Restorative
Dylan J. Nesty, DDS (he/him/his)
Resident
Indiana University, Bloomington, IN
Indiana University/Riley Hospital for Children
BRAZIL, Indiana, United States
James E. Jones, DMD, MSD, EdD, PhD
Indiana University/Riley Hospital for Children
Juan F. Yepes, DDS, MD, MPH, MS, DrPH, FDS RCDS(Ed)
Indiana University/Riley Hospital for Children
Allison C. Scully, DDS, MS, FAAPD
Assistant Professor
Riley Children's Hospital/Indiana University
Indiana University
Indianapolis, Indiana, United States
LaQuia A. Vinson, DDS, MPH
Associate Professor
Indiana University, Bloomington, IN
Indianapolis, Indiana, United States
Purpose: The purpose of this study is to examine the proportional use of SDF pre-Covid (2019), during the Covid shutdown (March 2020-late April 2020), early recovery (mid-May 2020 to August 2020), late recovery period (September 2020-December 2020), and continuing recovery (2021-2023) of the SARS-CoV-2 pandemic due to recommendations for non-aerosol-generating procedures.

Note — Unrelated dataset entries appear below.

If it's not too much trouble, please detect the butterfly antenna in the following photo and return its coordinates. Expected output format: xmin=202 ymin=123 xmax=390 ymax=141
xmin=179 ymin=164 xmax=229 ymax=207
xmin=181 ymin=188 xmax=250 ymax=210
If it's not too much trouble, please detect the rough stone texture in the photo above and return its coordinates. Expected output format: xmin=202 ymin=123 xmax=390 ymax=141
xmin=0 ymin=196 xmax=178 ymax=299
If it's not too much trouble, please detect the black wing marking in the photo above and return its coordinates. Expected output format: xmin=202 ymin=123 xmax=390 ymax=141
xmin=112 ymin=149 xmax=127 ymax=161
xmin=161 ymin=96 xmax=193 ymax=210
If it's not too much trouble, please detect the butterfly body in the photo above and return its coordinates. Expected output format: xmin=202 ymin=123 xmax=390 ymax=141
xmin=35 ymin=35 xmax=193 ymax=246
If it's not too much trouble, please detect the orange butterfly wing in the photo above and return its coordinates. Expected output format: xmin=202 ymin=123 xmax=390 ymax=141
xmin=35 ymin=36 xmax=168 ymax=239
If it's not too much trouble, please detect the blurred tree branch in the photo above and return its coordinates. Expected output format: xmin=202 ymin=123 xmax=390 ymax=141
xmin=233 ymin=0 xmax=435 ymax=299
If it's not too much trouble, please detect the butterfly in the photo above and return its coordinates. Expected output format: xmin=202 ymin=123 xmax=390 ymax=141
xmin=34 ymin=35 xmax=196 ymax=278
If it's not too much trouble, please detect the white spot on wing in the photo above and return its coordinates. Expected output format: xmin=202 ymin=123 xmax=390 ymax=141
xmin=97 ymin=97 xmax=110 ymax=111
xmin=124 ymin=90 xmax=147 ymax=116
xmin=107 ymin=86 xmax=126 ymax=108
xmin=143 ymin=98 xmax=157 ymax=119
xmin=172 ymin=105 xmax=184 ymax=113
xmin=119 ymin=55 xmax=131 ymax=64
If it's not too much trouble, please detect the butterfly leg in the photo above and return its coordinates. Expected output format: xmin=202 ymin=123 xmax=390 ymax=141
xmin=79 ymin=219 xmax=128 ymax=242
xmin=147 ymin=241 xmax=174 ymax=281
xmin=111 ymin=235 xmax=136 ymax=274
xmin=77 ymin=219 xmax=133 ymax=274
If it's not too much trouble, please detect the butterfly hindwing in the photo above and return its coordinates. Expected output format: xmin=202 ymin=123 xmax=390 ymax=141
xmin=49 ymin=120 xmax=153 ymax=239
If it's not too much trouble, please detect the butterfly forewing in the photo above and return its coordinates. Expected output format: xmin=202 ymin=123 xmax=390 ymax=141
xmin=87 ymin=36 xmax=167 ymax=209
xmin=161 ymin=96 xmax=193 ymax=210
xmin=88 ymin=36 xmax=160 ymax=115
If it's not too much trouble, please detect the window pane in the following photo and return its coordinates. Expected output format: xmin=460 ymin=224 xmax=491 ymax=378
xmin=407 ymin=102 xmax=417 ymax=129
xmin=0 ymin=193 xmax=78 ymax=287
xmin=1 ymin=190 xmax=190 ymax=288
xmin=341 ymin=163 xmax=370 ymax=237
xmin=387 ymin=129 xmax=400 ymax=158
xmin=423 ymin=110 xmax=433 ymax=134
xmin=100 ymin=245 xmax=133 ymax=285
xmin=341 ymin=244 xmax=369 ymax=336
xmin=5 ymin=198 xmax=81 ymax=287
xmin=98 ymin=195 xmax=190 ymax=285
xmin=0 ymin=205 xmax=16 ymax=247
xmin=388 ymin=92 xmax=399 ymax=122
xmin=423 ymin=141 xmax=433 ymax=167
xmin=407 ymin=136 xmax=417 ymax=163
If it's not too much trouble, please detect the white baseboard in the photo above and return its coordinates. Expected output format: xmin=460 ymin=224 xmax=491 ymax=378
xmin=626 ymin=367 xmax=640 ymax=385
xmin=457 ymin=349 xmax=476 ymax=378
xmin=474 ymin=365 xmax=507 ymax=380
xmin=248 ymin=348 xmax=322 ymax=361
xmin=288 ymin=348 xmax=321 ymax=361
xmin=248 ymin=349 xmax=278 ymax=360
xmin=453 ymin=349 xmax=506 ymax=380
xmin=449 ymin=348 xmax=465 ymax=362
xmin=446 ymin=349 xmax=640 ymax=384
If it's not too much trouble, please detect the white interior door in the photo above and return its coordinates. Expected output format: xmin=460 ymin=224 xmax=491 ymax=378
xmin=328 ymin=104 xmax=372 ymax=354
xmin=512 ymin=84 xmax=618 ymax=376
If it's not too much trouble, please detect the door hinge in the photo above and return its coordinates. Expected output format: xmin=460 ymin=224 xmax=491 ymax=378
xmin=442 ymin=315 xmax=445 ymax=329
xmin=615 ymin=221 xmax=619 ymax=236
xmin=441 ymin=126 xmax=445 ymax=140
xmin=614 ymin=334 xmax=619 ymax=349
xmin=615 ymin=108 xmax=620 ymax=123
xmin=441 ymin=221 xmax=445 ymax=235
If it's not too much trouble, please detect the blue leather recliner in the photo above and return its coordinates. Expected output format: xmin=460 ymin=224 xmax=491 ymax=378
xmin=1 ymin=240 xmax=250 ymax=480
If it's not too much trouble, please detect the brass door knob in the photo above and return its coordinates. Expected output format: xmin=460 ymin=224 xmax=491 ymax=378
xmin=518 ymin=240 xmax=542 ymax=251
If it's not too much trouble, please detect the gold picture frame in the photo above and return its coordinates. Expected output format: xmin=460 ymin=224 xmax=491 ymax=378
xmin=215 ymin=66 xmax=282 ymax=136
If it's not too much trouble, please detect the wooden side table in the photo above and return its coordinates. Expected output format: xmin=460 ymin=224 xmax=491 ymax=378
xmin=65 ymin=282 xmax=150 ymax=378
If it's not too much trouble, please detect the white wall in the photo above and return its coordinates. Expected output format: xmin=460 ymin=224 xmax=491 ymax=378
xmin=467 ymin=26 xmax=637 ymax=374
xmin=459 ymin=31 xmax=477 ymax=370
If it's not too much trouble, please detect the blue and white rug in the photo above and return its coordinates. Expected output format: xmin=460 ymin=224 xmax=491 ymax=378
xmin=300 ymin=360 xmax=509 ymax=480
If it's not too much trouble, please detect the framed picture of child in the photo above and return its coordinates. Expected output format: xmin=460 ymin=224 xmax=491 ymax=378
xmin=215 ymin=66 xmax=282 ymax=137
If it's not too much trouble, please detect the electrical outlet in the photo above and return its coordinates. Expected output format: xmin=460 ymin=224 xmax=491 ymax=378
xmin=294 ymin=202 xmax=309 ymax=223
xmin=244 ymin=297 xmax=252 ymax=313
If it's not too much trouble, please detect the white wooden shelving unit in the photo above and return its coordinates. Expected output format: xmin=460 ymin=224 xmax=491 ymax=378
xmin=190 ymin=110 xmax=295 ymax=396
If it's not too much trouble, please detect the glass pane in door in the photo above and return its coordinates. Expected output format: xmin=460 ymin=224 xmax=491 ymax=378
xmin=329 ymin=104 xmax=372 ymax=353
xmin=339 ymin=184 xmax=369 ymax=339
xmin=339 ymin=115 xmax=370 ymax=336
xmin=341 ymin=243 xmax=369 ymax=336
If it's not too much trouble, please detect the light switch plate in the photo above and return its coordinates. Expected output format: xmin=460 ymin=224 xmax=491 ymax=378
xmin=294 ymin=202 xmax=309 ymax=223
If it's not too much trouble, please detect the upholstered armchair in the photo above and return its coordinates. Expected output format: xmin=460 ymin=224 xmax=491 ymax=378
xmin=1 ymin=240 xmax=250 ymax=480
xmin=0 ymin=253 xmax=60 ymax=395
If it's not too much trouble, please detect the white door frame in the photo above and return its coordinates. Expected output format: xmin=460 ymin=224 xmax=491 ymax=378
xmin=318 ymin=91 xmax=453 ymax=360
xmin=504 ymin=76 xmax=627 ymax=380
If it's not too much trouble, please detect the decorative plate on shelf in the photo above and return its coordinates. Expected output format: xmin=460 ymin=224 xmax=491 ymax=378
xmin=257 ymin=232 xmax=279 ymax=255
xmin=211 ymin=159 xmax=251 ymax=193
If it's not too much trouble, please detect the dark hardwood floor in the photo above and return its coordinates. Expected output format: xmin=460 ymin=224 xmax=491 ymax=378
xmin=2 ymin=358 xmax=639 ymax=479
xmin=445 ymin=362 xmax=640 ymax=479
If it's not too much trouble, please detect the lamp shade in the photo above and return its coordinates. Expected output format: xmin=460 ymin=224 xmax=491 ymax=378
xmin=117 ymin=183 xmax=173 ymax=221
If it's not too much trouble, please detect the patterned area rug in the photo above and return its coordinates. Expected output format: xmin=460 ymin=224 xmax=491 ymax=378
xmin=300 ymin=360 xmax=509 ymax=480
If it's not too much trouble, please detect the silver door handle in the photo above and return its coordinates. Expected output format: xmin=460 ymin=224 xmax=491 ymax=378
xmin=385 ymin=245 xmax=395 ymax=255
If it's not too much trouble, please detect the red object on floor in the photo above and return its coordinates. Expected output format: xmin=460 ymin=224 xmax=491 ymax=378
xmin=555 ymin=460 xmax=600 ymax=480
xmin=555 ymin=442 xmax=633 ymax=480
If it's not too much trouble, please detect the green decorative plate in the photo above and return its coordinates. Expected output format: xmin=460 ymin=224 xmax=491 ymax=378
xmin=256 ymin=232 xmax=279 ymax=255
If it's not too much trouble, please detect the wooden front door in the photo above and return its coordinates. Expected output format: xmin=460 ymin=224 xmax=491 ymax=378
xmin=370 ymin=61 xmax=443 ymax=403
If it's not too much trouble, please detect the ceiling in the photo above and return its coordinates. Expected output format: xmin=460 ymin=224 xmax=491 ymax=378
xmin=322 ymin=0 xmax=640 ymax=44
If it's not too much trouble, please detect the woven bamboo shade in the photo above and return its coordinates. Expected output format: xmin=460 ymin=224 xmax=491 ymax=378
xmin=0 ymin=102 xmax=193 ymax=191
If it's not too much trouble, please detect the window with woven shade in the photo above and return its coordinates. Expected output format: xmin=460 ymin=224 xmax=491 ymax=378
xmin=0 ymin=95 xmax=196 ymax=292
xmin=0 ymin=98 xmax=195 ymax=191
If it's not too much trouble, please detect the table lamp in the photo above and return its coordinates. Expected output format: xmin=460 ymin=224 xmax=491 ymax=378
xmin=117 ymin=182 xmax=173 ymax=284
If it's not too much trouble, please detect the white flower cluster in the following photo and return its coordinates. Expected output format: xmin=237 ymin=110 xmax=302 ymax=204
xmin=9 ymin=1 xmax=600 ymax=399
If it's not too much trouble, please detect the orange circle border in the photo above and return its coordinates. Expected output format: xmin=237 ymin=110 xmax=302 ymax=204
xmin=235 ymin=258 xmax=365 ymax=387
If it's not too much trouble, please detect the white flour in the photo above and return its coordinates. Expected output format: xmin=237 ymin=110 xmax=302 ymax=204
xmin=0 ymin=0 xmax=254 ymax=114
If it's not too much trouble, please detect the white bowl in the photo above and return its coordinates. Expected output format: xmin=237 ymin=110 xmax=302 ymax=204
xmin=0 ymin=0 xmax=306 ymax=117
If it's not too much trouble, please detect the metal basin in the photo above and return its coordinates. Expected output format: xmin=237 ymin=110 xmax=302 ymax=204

Methods: Data in this study was obtained through Fluent Dental Solutions, a national dental data warehouse. CDT Codes for Interim Caries Arresting Medicament (D1354), Limited Re-evaluation (D0170), and Operative Codes (D2000-2999) were assessed. Other variables included treatment dates, and patient and dentist information. A retrospective analysis of dental claims made over a five-year period was completed, and data points were used to determine the first treatment rendered. Analyses were conducted using generalized linear mixed models and a two-sided 5% significance level was used for all tests.
Results: There was a significant increase in SDF usage in each of the Covid periods as compared to pre-Covid SDF use (P < .001). During continuing recovery, posterior teeth were more likely to have SDF applied than anterior teeth (P < .001). However, this was not seen in the Covid shutdown, early, or late recovery periods (P>.05).
Conclusion: Quantitatively, SDF usage proportionally increased during each of the Covid periods as compared to pre-Covid SDF use, suggesting a shift toward non-aerosol-generating procedures. This could guide decision-making for operative treatment and the use of SDF as a treatment option in times when traditional aerosol-generating procedures are not available.
Identify Supporting Agency and Grant Number: Research supported by Indiana University Graduate Research Committee.